Abstract Objective To determine the efficacy and tolerability of Anlotinib plus temozolomide (TMZ) as a first-line treatment for recurrent malignant glioma (rMG). Methods A total of 30 eligible patients who relapsed from the standard chemoradiotherapy regimen (TMZ and radiotherapy) or had macroscopic residual tumor after surgery because of tumor located in the eloquent brain areas were enrolled in this study between March 2018 and January 2021. Patients were subjected to a concurrent treatment of Anlotinib (12mg qd, 14 days on with 7 days off) and TMZ (200mg/m2, 5 days on with 23 days off) until disease progression or intolerable toxicity. Efficacy was evaluated using Response Assessment in Neuro-Oncology(RANO) criteria for high-grade glioma. Safety was assessed using NCI-CTCAE 4.0. Survival was estimated with the Kaplan-Meier curve and log-rank test. Results Until April 2023, our median follow-up time was 28.1 ± 5.07 months(95% CI:18.20-38.06m). The median OS(from recurrence to death or end of follow-up) was 17.87 ± 4.29 m(95%CI: 9.46-26.28m). 1-year, 1.5 year, 2-year OS rates were were 60.0%, 46.7% and 36.7% respectively. The median PFS(from the treatment of Anlotinib and TMZ to the endpoint) was 7.83 ± 0.82m(95%CI, 6.22-9.44m). 6-month, 1-year PFS rates were 63.3%, 36.7%, respectively.
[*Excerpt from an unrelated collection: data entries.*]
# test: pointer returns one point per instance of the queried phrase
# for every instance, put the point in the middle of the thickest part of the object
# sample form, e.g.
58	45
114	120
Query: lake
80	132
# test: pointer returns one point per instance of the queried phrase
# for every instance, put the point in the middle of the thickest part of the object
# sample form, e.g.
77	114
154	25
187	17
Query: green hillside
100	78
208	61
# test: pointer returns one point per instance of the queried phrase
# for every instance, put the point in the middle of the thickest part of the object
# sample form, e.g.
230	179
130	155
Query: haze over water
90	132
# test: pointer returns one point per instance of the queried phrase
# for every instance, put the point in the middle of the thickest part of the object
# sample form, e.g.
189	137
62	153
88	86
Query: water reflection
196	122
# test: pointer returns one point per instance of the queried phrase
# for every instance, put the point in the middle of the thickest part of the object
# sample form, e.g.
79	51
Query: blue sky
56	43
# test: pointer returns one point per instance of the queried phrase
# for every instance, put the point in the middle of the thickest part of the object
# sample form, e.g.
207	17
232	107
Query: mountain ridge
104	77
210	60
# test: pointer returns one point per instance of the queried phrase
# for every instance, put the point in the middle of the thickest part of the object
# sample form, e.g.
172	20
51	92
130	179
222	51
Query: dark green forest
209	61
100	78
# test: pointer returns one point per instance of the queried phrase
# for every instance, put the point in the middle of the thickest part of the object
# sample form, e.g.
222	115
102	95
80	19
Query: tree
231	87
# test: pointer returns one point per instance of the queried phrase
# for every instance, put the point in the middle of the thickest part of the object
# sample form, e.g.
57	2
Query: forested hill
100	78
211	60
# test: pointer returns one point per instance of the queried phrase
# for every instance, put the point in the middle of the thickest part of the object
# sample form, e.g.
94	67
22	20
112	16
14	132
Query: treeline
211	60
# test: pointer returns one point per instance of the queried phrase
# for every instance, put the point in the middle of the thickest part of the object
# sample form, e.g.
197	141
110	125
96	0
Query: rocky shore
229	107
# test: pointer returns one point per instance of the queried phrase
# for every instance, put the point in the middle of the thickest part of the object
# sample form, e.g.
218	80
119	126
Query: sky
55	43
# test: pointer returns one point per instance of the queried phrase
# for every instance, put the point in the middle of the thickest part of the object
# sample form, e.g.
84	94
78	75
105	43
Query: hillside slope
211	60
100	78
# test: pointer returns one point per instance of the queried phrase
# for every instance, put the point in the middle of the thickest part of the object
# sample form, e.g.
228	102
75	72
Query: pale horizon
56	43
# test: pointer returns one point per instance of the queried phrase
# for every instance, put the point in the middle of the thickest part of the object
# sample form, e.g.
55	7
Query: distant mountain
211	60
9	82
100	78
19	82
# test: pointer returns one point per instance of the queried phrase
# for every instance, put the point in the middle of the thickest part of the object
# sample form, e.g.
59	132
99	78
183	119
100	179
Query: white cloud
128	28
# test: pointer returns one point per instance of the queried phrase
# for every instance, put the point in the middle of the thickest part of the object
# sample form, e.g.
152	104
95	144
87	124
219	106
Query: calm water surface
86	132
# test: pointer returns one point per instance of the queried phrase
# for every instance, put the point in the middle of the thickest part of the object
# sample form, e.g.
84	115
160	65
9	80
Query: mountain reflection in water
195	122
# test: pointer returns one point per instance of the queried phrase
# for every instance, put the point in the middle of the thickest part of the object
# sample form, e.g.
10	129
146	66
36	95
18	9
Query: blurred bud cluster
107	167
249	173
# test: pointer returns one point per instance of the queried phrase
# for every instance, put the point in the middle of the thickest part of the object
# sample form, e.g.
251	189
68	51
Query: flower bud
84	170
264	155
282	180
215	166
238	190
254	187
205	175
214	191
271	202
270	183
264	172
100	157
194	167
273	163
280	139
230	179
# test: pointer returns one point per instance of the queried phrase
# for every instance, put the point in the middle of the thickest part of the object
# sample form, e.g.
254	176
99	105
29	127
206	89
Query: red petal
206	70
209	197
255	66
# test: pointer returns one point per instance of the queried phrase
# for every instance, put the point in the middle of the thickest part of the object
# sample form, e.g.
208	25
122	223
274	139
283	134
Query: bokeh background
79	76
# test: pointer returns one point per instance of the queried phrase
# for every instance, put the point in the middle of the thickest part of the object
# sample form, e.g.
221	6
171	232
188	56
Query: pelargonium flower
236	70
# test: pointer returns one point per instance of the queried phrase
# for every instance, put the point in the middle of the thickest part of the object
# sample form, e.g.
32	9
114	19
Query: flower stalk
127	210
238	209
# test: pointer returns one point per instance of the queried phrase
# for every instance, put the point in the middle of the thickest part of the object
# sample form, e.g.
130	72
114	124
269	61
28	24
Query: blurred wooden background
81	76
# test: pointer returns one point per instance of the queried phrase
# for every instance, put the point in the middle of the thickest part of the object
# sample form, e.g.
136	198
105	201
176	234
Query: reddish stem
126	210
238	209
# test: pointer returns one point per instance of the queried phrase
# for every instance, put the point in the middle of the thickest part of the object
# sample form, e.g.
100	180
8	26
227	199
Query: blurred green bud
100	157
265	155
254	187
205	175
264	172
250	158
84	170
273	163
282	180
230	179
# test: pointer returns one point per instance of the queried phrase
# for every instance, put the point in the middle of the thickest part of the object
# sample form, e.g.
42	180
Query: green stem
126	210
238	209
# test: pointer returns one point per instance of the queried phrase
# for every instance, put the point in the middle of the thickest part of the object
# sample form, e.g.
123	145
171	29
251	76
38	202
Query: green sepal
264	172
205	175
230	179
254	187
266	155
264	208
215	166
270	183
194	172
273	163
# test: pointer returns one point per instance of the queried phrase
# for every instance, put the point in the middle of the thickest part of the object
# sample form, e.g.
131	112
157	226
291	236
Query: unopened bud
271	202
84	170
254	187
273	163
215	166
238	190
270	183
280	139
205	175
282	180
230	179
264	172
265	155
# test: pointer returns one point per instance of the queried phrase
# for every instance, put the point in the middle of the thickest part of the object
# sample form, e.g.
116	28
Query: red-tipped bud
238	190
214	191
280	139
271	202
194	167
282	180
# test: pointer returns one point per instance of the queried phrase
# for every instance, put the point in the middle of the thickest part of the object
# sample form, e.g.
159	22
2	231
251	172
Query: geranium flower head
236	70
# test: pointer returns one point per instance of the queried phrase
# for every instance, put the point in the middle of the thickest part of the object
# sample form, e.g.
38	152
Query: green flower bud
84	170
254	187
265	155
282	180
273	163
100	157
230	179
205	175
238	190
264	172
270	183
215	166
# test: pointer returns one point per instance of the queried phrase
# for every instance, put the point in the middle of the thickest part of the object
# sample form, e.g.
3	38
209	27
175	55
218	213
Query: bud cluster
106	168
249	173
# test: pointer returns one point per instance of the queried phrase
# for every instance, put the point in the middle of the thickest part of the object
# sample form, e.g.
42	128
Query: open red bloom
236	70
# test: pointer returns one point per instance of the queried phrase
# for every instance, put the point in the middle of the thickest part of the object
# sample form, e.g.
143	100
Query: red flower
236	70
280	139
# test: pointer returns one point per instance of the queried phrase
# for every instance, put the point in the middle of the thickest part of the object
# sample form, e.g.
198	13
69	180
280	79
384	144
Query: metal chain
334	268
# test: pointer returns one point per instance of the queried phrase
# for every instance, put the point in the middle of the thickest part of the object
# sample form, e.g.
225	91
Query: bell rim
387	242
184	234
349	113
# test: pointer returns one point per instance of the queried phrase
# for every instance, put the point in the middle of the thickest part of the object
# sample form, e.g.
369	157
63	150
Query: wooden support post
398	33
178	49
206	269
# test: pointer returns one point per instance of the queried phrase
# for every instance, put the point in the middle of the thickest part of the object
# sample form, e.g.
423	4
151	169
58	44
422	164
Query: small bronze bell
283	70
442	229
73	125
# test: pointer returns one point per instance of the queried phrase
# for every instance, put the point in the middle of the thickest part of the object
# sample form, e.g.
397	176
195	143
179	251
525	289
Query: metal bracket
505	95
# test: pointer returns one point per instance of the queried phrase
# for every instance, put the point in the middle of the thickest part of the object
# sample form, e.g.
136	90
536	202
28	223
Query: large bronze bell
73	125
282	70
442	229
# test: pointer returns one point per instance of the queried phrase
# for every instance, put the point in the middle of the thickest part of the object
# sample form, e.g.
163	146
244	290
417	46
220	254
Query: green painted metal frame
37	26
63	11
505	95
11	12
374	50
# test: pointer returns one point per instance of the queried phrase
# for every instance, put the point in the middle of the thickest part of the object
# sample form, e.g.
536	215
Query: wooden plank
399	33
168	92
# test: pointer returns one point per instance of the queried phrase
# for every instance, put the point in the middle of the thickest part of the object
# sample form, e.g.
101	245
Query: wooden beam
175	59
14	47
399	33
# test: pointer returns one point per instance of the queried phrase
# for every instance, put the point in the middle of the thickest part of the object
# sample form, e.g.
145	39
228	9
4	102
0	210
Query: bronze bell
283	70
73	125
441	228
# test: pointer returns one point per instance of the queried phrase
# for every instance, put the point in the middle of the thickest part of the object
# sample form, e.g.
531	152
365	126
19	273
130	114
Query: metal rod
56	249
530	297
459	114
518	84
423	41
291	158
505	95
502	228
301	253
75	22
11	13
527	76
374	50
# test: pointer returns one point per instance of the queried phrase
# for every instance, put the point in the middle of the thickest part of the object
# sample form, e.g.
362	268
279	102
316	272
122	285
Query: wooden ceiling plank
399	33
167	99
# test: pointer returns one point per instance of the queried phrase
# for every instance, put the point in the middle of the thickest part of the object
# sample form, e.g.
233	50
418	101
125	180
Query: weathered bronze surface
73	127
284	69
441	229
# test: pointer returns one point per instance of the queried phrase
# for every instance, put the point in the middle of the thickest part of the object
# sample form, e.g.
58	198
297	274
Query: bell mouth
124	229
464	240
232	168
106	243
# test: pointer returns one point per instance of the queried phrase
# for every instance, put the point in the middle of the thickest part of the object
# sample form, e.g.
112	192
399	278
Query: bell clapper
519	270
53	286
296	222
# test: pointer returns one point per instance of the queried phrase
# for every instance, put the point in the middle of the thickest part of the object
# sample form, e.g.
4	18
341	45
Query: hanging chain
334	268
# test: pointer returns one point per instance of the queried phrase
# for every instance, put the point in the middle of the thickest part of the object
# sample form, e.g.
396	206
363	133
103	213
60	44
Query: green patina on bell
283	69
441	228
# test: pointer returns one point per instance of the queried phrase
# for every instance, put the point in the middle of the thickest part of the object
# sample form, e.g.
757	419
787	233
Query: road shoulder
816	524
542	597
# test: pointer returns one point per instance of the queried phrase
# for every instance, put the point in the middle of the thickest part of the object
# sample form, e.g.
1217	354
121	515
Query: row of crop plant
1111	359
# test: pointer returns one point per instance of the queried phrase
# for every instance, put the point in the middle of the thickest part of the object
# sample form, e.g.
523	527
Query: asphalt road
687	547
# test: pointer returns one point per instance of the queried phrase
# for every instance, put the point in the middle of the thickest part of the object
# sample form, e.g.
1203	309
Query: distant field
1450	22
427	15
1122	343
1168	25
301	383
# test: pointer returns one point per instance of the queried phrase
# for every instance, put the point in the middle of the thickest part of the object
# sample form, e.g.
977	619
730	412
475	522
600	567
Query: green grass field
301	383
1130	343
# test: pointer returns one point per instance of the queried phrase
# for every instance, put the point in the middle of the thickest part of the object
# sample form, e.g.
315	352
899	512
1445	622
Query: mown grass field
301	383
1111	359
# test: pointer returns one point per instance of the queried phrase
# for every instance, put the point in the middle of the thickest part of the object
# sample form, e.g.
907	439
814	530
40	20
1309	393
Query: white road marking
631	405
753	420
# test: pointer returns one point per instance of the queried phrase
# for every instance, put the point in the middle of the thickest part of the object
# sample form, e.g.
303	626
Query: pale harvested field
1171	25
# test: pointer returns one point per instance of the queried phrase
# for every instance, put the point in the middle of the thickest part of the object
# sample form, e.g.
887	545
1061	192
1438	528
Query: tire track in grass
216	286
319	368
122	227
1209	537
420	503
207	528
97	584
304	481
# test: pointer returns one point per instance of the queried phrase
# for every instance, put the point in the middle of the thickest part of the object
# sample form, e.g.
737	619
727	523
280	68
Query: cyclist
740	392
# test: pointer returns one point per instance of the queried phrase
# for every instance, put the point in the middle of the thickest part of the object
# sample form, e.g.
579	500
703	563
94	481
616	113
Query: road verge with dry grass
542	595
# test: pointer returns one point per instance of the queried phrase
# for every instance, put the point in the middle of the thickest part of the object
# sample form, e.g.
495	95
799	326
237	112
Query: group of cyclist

In the univariate analysis, patients of WHO Ⅱ group have a longer mOS and mPFS than that of WHO Ⅲ and Ⅳ group(Ⅱ: 30.45 ± 4.32m, Ⅲ: 15.07 ± 5.72m, Ⅳ: 9.21 ± 1.90m, P = 0.035). Patients ≤ 55 had a longer mPFS compared with those > 55 years old(12.97 ± 1.71m vs. 7.33 ± 1.95m. p = 0.010), but failed to reach statistical difference in OS(19.90 ± 6.29m vs. 10.53 ± 1.68m, p = 0.106). While their gender, 1p/19q and IDH mutation are not independent negative predictors on OS or PFS. In the multivariate analysis, age, pathological grade and IDH mutation all failed to serve as an independent negative predictor of PFS or OS in recurrent glioma. Conclusion Anlotinib combined with TMZ was effective for recurrent glioma in terms of OS and PFS, and was well tolerated in patients. Further randomized controlled clinical studies are needed to confirm the efficacy of Anlotinib combined with TMZ for the treatment of rMG.